WASHINGTON — Former CIA Director Michael Hayden Tuesday described cybersecurity threats as a “darkening sky” but “not as dark as some suggest.”

Hayden, who was CIA director from 2006 to 2009 and director of the National Security Agency from 1999 to 2005, said one of the biggest problems is the blurring of lines between state actors and individuals in terms of who is conducting the attacks.

“It is getting hard to distinguish who actually is doing this because we are seeing this collapse of the lines of nation state actors, criminal gangs, and the disaffected,” Hayden told the Heritage Foundation.

Because the government responds by category of “actor,” Hayden said, the blurring of lines has become a complicated issue for the government. The criminality of an individual actor is in a different category than that of a nation state, Hayden said.

Furthermore, Hayden said the threats are getting worse – the sky darker.

“Everyone who wills us harm is more capable today than they were yesterday,” he said. “It’s the nature of the domain.”

But there is room for optimism. Hayden told the think tank audience that the private sector can bridge the gap for the government in cybersecurity defense.

Hayden said “the long premise is you need to start thinking about enabling the private sector rather than thinking about how the government is going to respond.”

David Shedd, the former acting director of the Defense Intelligence Agency agreed. Shedd said the government should “then take advantage of what the private sector is doing” and use private sector capabilities for protection and stopping data breaches.

Hacking has been a prominent issue is the 2016 election campaign.

In early October, the Obama administration officially accused the Russian government of involvement in hacking in an attempt to interfere with the U.S. presidential election. The Russians have been accused of hacking the Democratic National Committee, as well as election systems in various states. The FBI said it believes the Russians could also be behind the email hack of Hillary Clinton campaign chairman John Podesta.

“My personal view is they are not trying to pick a winner,” Hayden said. “… Both political parties are using Russian action to create talking points.”

Hayden said the Russians acquiring the emails of the DNC was “unfortunately honorable state espionage” – in other words, what can be expected.

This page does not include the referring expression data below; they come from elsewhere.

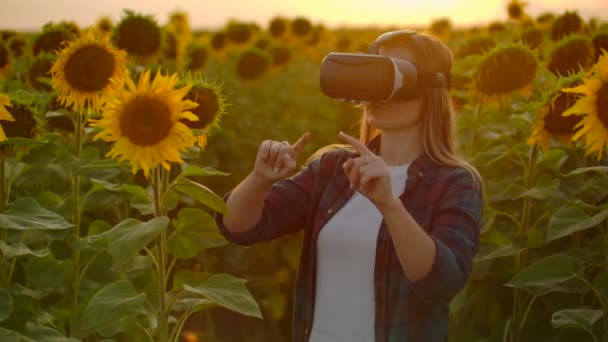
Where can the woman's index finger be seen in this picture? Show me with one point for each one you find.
(359, 146)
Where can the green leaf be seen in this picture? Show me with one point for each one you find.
(45, 334)
(546, 187)
(195, 230)
(105, 164)
(47, 272)
(547, 271)
(569, 220)
(130, 236)
(19, 141)
(600, 282)
(189, 170)
(228, 292)
(19, 290)
(44, 273)
(192, 305)
(554, 159)
(113, 302)
(487, 252)
(576, 318)
(6, 304)
(603, 170)
(489, 157)
(185, 277)
(20, 249)
(139, 197)
(25, 214)
(201, 193)
(9, 335)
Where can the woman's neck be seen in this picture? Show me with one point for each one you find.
(400, 147)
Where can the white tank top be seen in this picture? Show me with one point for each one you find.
(346, 255)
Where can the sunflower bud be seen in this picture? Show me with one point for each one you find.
(281, 54)
(139, 35)
(51, 38)
(277, 27)
(238, 32)
(600, 41)
(40, 69)
(197, 56)
(300, 27)
(252, 63)
(515, 9)
(505, 69)
(532, 37)
(565, 25)
(476, 45)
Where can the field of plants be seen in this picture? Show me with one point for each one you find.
(118, 142)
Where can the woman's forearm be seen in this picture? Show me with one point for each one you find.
(415, 248)
(245, 204)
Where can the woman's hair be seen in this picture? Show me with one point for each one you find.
(431, 55)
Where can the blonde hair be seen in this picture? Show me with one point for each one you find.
(431, 55)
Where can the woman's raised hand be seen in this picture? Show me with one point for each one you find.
(276, 160)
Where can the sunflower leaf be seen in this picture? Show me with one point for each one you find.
(195, 230)
(201, 194)
(229, 292)
(130, 236)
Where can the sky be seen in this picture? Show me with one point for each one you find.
(209, 14)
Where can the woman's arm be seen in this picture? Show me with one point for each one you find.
(246, 202)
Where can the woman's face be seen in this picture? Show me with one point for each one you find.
(395, 115)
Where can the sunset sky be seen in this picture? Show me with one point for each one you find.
(32, 14)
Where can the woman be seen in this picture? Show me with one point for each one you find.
(391, 220)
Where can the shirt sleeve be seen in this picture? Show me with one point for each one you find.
(455, 231)
(285, 209)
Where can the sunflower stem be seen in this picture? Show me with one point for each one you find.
(163, 319)
(79, 139)
(521, 257)
(3, 232)
(474, 138)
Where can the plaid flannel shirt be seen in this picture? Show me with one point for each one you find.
(445, 201)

“I would not want to be in an American court of law and be forced to deny I never did anything like that as the Director of the NSA, because I could not,” Hayden said.

However, Hayden said the use of the internal emails to potentially influence the U.S. presidential election is the more serious issue, a covert influence operation. Hayden said he’s glad the U.S. government publically called out the Russians and he thinks the U.S. should finger foreign powers involved in cyber attacks more often.

On Sunday, GOP vice presidential nominee Gov. Mike Pence has said he believes the Russians have been involved in the hacking. However, GOP presidential nominee Donald Trump has not agreed that Russians are the culprits.

Notably, Hayden, a retired Air Force general who served under President George W. Bush, joined 49 Republican national security experts in signing a letter in August declaring Trump unfit for the presidency and a danger to the country.